I could remember when I was in Zaria, while directing a movie, I met an elderly man complaining about unemployment and I said to him boldly why not join the Hausa movie industry. This man looked at me for some seconds and I thought he was going to say something nasty against the industry because he didn't know of my association with it, but he didn't, he just asked me for an explanation. And I told him how the man that played the role of Shehu Usman Danfodio was picked from the farm by the movie director while traveling to Katsina and how the old man picked earned a living via that. The industry is a shock absorber, a problem solver and a checkmating institution that helps in giving thousand able youth a means of livelihood. Therefore it is mandatory upon our youth to explore avenues of becoming self-reliant instead of waiting for the government to come to their rescue.

What is the greatest challenge facing the industry?
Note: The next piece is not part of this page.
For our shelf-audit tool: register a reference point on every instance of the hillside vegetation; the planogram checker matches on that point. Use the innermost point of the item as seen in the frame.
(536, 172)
Quote this anywhere, the greatest challenge facing the industry now is the issue of piracy which has been threatening the existence of the industry in its totality. I have to state here that Government, at all levels, didn't help matters regarding to this issue. It is clear that we contribute to revenue generation because we pay taxes and yet the government does not protect us against the powerful fangs of piracy.

Since the government failed to deliver you from the pangs of piracy how do you think the industry will survive?

We have succeeded in establishing anti-piracy committees in many states and these anti-piracy committees will work with the security agencies in ensuring that piracy is reduced. However, we will soon embark on public awareness campaign against piracy in the international and local media. These efforts we believe will help in reducing this deadly threat facing the industry.